Di tengah gempuran teknologi kecerdasan buatan (AI) yang disebut-sebut akan menghapus jutaan pekerjaan, CEO Nvidia, Jensen Huang, justru punya pandangan berlawanan. Dalam wawancara dengan Channel 4 News di Inggris, Huang menegaskan bahwa masa depan dunia kerja tidak akan dikuasai oleh pekerja kantoran seperti programmer, melainkan oleh para pekerja terampil — mulai dari teknisi, tukang listrik, hingga pekerja konstruksi.
Pernyataannya ini sontak menggugah perhatian publik.

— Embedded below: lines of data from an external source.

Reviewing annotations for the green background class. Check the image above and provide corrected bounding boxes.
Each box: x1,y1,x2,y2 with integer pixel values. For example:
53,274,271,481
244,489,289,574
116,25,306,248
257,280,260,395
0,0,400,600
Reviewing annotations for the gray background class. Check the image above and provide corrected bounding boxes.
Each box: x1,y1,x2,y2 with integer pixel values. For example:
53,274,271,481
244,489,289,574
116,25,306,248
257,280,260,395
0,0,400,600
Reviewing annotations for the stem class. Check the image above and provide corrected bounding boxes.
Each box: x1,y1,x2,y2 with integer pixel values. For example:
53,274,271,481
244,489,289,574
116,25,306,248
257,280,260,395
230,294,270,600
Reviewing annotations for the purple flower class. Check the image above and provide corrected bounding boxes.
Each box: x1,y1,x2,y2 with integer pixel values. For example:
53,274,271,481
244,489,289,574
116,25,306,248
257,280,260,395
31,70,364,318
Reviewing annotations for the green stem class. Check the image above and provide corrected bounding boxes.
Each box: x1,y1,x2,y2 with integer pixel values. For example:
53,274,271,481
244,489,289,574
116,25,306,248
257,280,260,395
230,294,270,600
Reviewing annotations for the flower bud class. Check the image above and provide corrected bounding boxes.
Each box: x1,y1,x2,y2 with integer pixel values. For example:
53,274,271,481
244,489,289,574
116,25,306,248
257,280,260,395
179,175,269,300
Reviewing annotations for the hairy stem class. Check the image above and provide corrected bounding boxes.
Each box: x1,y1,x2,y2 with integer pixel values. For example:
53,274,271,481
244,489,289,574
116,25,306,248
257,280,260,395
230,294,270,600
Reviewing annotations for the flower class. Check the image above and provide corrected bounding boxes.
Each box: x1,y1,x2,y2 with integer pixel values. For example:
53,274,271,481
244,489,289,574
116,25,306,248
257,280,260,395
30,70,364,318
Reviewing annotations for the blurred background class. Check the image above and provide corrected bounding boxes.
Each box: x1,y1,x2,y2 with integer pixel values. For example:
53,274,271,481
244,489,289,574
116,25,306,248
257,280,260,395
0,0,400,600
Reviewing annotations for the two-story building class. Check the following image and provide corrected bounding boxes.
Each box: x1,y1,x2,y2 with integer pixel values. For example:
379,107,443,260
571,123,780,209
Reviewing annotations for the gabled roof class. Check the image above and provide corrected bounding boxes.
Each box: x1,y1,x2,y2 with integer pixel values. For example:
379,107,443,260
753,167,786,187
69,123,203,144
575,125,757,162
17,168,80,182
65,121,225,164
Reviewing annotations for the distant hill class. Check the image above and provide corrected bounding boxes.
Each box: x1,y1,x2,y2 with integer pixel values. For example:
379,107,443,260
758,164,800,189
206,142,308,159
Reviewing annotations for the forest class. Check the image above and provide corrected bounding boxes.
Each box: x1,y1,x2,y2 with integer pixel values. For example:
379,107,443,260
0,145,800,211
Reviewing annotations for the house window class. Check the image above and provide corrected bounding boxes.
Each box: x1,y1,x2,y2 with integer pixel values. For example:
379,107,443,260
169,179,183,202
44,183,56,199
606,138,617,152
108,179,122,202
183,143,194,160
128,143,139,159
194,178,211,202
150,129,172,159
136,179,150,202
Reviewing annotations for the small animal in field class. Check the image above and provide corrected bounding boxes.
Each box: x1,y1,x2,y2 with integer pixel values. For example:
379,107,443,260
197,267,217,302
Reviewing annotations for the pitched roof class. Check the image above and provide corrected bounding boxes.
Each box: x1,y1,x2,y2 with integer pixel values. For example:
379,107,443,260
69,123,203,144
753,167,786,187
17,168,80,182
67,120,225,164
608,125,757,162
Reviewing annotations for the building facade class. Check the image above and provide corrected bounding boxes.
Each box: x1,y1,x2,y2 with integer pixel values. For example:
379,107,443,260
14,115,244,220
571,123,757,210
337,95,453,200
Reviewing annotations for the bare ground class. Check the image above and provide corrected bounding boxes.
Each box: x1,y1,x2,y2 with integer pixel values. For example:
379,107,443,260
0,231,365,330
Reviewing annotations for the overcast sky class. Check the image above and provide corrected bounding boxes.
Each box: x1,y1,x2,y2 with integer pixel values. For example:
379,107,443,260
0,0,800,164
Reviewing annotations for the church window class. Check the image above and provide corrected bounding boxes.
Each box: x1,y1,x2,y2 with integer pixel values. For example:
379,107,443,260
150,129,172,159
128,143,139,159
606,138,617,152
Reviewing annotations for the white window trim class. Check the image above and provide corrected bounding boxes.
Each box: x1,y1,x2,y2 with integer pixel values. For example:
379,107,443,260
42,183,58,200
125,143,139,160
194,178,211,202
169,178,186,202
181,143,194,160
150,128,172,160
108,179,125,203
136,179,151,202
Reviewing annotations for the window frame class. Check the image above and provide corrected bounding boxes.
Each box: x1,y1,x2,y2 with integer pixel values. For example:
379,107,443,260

Di saat sebagian besar orang sibuk belajar coding demi “bertahan di era AI”, sang bos Nvidia justru mengingatkan bahwa otot, keterampilan tangan, dan keahlian teknis akan menjadi aset paling berharga di masa depan.
Pusat Data: “Pabrik Baru” Era Kecerdasan Buatan
Huang menjelaskan bahwa pembangunan masif pusat data (data center) untuk menopang infrastruktur AI bakal memicu permintaan tenaga kerja fisik secara besar-besaran. “Kalau Anda seorang tukang listrik, tukang ledeng, atau tukang kayu, kita akan butuh ratusan ribu orang untuk membangun semua pabrik ini,” ujarnya.
Proyek data center tidak sekadar soal komputer dan kabel. Dalam skala besar, satu fasilitas bisa mencakup lahan seluas 2,3 hektar dan melibatkan hingga 1.500 pekerja konstruksi selama pembangunan. Setiap unit server, sistem pendingin, hingga jaringan kelistrikan harus dirakit dan diuji manual oleh tenaga ahli.
Laporan McKinsey bahkan memperkirakan bahwa investasi global untuk pembangunan data center bisa menembus 7 triliun dolar AS pada tahun 2030. Nvidia sendiri sudah mengucurkan 100 miliar dolar AS (sekitar Rp1.654 triliun) untuk proyek infrastruktur chip AI-nya.
Efek domino dari tren ini jelas: semakin banyak data center berdiri, semakin besar pula kebutuhan tenaga kerja lapangan untuk membangun dan memeliharanya. Setelah beroperasi, satu fasilitas memang hanya mempekerjakan sekitar 50 staf penuh waktu, tetapi rantai pekerjaan pendukung di sekitarnya bisa menyerap ribuan orang lainnya — mulai dari pemasok material, transportasi, hingga operator perawatan.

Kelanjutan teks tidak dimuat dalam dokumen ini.